It is finally here! Veeam for Azure. Since it was announced at Ignite last year I have been waiting for this product to be released. Veeam for Azure provides a native backup solution for virtualized workloads on Azure.
A Couple of weeks ago I wrote a blogpost looking at Azure native backup vs Veeam Backup using agent based solutions ( https://msandbu.org/azure-backup-vs-veeam-backup/ ) now a big difference with this product is that is integrates and provide a native backup solution using the built-in API’s in Azure Resource Manager to do a full backup of virtual machines using the snapshot mechanism for managed disks. It even supports incremental backup using the newly introduced incremental snapshot feature on managed disks in Azure.
Now the way this works, is that Veeam for Azure product (Which is running as a product on virtual machines in Azure) has an API integration using a service principal in Azure. The integration also communicates with the virtual machines using the Azure Agent to initiate a guest VSS snapshot in combination with the snapshot mechanism on managed disks in Azure.
The Veeam for Azure solution supports
- Restore of entire Virtual machine instances
- Restore of virtual machine instance managed disks
- Restore of virtual machine guest data and folders
Data from the snapshot is then moved to a Storage Blob, this can either be on a storage account within the same subscription or another subscription. As mentioned in the other blog post, one of the advantages that Veeam has is that it supports Hot/Cold Storage tiers which allows you do save a lot of money for long-term backups.

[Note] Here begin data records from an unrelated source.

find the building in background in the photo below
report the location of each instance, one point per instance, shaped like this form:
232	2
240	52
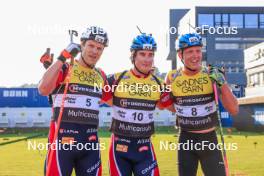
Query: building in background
226	33
254	66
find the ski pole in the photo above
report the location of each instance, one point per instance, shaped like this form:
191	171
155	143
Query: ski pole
221	130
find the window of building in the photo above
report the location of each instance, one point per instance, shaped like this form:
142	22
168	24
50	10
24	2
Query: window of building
261	78
251	20
236	20
256	79
218	20
205	19
261	20
225	20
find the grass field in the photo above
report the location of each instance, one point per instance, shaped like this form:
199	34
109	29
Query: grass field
247	160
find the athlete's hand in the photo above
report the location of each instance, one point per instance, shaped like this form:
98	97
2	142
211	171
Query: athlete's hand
70	52
217	75
46	59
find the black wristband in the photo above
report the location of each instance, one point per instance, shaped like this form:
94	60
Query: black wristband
62	59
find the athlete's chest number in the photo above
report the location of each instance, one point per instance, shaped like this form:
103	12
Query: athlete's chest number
137	116
194	111
88	102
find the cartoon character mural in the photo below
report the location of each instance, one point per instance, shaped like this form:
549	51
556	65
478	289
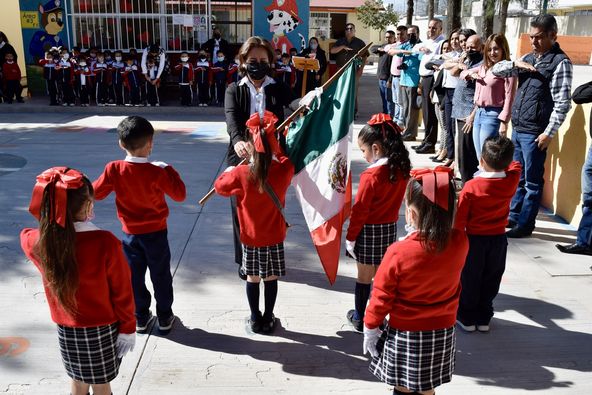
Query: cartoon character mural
52	23
283	22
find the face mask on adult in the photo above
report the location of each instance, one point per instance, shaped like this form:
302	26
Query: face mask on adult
257	70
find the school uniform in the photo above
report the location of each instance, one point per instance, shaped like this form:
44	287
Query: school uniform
262	225
373	221
186	76
104	304
101	71
419	291
65	70
117	70
203	79
50	76
152	98
140	188
483	209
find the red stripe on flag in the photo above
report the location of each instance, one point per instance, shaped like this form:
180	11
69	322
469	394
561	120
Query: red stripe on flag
327	237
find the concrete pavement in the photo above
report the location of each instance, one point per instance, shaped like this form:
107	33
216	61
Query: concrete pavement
540	342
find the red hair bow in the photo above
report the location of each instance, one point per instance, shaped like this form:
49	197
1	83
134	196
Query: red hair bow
382	119
266	125
57	181
436	183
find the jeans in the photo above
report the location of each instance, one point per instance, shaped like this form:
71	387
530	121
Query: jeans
150	251
397	114
485	125
527	200
385	96
585	227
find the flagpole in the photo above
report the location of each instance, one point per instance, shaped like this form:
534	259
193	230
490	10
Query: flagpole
288	120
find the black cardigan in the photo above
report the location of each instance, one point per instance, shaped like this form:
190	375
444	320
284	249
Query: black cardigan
237	107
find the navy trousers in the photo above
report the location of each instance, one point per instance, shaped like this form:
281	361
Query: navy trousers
481	278
150	251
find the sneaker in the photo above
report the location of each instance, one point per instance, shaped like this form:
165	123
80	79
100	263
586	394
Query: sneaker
357	324
465	327
268	325
165	324
143	324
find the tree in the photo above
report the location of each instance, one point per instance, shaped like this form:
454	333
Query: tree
374	14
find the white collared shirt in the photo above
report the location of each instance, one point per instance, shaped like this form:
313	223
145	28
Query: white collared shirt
257	97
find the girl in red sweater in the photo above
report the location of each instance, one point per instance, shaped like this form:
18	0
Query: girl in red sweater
373	221
86	279
260	189
418	286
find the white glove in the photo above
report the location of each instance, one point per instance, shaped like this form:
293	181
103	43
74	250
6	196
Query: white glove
159	164
308	99
349	246
371	337
125	343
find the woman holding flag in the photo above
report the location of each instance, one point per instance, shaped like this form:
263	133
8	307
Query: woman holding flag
255	92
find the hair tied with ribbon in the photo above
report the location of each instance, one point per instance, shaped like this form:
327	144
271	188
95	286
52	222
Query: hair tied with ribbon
56	181
383	119
435	183
263	126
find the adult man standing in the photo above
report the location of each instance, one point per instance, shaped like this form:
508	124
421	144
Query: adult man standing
346	48
542	101
383	72
429	48
396	74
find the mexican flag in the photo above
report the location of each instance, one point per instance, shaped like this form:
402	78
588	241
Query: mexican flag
319	146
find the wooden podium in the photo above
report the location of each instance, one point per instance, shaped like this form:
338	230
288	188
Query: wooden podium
305	65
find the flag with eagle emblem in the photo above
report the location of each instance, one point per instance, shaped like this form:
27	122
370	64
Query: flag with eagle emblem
319	146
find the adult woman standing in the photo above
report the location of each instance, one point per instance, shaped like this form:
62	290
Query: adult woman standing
255	92
493	95
314	78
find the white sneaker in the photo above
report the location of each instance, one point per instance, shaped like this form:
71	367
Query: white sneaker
466	328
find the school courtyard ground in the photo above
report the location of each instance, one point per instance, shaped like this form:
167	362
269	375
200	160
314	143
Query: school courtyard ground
540	340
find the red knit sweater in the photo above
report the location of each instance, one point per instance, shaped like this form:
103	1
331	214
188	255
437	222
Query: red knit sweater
140	190
377	201
484	203
417	289
104	294
261	223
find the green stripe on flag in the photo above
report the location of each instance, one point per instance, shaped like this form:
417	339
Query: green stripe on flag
326	124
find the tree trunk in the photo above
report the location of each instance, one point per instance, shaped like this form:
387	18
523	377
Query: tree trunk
504	15
488	15
409	20
453	10
430	9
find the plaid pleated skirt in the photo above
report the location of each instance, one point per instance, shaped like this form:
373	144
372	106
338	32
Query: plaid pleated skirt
418	361
264	261
373	241
90	354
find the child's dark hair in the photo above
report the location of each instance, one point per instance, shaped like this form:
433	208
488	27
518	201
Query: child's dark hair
261	163
134	132
433	223
392	145
56	246
498	152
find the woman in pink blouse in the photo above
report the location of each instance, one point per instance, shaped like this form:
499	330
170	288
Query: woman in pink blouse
493	95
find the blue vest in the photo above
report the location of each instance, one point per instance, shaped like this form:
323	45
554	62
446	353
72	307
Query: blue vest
533	104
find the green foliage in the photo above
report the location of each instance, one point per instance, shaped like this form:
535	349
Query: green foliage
376	15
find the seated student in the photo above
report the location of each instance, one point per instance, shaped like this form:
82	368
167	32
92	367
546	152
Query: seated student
483	209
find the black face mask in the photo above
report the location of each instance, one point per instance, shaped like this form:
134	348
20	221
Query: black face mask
257	71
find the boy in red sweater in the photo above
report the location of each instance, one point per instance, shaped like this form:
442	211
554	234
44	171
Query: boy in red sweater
140	188
483	208
12	79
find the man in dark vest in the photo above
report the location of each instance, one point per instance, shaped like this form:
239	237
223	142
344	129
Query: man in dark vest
542	102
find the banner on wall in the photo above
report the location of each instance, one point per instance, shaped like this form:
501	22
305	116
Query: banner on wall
283	22
44	26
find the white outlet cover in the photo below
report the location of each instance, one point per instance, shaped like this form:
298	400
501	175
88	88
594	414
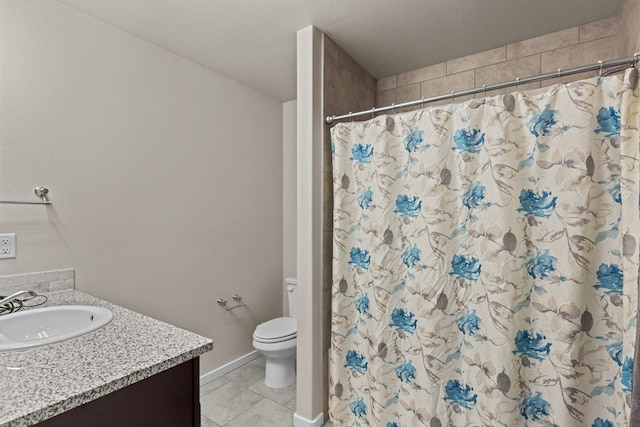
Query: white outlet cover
7	246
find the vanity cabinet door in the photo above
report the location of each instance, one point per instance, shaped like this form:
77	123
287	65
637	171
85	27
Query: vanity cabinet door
170	398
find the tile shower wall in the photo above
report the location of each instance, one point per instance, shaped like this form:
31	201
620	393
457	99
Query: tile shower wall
39	282
573	47
630	27
347	87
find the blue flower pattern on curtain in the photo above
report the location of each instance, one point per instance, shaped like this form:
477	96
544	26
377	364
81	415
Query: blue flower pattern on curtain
486	261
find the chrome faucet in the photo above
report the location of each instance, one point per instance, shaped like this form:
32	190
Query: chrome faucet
17	295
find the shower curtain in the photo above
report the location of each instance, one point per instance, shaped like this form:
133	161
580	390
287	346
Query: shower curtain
485	261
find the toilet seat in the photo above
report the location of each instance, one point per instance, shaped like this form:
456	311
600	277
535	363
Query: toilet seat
276	330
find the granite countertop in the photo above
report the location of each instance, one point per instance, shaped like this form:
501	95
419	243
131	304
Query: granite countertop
41	382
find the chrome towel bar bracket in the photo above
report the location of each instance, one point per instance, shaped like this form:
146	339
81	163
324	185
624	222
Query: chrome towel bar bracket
41	192
237	298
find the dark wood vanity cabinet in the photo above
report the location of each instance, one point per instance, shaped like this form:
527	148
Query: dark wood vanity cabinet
168	399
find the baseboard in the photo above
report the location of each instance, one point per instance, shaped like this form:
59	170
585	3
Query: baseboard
300	421
217	373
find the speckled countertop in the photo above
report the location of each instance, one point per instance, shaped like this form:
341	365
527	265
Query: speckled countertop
39	383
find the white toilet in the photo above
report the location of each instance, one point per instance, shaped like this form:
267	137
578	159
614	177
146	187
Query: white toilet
276	340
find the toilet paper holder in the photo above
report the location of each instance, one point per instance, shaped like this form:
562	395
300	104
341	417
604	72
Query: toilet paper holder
237	298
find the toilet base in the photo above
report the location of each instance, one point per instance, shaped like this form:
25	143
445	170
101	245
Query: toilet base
280	372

Veeam Backup for Azure creates backup files in the native Veeam format. Therefore, you can use Veeam Backup & Replication to create a copy of VM instance backups in on-premises repositories and perform data migration between cloud, on-premises and virtual infrastructures.
Veeam can also provide direct restore of virtual machines in Azure using Instant restore.
When Veeam does a backup of a virtual machine in Azure, Veeam Backup copies the whole content of the virtual machine instance and creates a full backup file in an Azure Blob storage repository. The full backup file becomes a starting point of the backup chain. Veeam can also use incremental snapshot data, the important aspect here is that there are a few differences between an incremental snapshot and a regular snapshot. Incremental snapshots will always use standard HDDs storage, irrespective of the storage type of the disk, whereas regular snapshots can use premium SSDs.
Architecture
The Veeam for Azure Backup is pretty simple you have backup server which runs as a Linux VM and is managed trough a web UI. The backup server is configured with a service principal that authenticates to Azure where the resources resides which you take backup of. Then Veeam backup server will automatically setup workers to handle the backup of the virtual machines.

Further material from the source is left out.